Flinton man will serve 18 months in program because of judge’s error

HOLLIDAYSBURG — A former Altoona man convicted in May of delivery and possession of a substance made to look like heroin has been sentenced to participate in Blair County’s drug court program for up to 18 months.

“I see something in you,” Blair County Judge Timothy M. Sullivan told 33-year-old Brandon L. Maybush of Flinton in court on Friday while handing down the sentence.

In response, Maybush, an Army veteran who has served in Afghanistan and Iraq, told Sullivan that he was looking forward to the opportunities drug court will present.

The new sentence and Maybush’s entry into drug court resolves a conflict that developed shortly after July 23 when Sullivan sentenced Maybush to drug court. While Sullivan intended to assign Maybush to the typical 36 months of drug court, on the bench he told Maybush his drug court sentence was 18 months.

Sullivan, upon realizing the discrepancy, vacated the original sentence in a July 26 order and indicated that a new sentence would be crafted.

The judge’s plan drew objection from defense attorney Kristen Anastasi, who said the July 23 sentence should remain intact.

In court on Friday, Sullivan imposed a new sentence that assigns Maybush to drug court for up to 18 months followed by five years’ probation. Anastasi advised the judge that both she and First Assistant District Attorney Pete Weeks were in support of the new sentence.

Sullivan also acknowledged his fault when issuing the original sentence.

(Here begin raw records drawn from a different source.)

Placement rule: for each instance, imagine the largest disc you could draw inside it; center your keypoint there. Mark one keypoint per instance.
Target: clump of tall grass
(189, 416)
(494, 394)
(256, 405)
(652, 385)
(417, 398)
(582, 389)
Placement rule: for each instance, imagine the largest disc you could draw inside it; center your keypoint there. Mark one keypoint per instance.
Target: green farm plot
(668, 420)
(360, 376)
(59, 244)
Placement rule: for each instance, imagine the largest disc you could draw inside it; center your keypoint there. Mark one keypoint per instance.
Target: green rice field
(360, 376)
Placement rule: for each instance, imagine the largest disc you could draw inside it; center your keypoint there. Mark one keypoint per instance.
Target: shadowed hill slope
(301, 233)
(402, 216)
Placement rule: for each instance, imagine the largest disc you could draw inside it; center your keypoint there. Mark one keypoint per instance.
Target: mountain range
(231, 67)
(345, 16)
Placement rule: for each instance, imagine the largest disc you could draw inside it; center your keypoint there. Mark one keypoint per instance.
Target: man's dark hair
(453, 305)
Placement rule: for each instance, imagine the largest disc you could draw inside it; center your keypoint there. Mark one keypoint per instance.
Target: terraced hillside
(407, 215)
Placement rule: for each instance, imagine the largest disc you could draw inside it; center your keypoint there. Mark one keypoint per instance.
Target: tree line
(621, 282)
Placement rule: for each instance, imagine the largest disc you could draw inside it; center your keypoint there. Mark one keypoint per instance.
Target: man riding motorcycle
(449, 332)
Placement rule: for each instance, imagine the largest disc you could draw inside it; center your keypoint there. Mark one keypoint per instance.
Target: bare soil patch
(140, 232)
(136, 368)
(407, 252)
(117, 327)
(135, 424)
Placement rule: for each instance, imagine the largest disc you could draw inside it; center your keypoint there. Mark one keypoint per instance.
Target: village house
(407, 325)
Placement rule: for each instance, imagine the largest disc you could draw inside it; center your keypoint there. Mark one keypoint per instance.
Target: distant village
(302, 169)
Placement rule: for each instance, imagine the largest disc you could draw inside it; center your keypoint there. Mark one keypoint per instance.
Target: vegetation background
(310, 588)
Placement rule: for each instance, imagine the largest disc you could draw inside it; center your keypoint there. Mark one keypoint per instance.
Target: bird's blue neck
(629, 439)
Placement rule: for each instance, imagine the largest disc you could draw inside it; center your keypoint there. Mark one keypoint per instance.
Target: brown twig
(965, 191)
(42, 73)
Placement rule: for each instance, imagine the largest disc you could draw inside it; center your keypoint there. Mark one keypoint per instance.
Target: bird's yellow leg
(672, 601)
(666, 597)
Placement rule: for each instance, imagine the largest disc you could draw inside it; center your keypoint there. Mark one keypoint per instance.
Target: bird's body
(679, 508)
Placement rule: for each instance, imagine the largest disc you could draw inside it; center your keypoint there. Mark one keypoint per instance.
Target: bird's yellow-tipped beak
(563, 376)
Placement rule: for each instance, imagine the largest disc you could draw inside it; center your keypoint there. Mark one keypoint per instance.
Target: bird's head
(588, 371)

Sullivan, who presides over drug court sessions held every other Friday at the courthouse with dozens of participants in various stages of the program, will be monitoring Maybush’s participation.

Drug court, as managed by the county’s parole and probation office, imposes rules and offers encouragement for participants to remain law-abiding residents. Those who fail to comply are at risk of being removed from the program and returned to criminal court for a new sentence that can include incarceration. Those who do well can graduate early.

While on trial, Maybush took the witness stand and described himself as a relapsed heroin addict on Sept. 14, 2016, when he and co-defendant David Walter were accused of selling fake heroin to a confidential informant.

Maybush told the jury that Walter crushed up pills to look like heroin and set up a cash sale at Union and Sixth avenues. Walter, who testified at Maybush’s trial, acknowledged crushing up the pills and said it was part of plan he and Maybush came up with to get cash to pay for a heroin purchase in Johnstown.

Trial testimony indicated that Walter completed the sale from his vehicle, by tossing a canister with the fake heroin past Maybush who was in the passenger seat, so the canister landed in the buyer’s vehicle.

The jury listening to the evidence in the case acquitted Maybush on a criminal conspiracy charge to deliver a controlled substance. But the jury convicted him of possession with intent to deliver, possession of a controlled substance and possession of drug paraphernalia.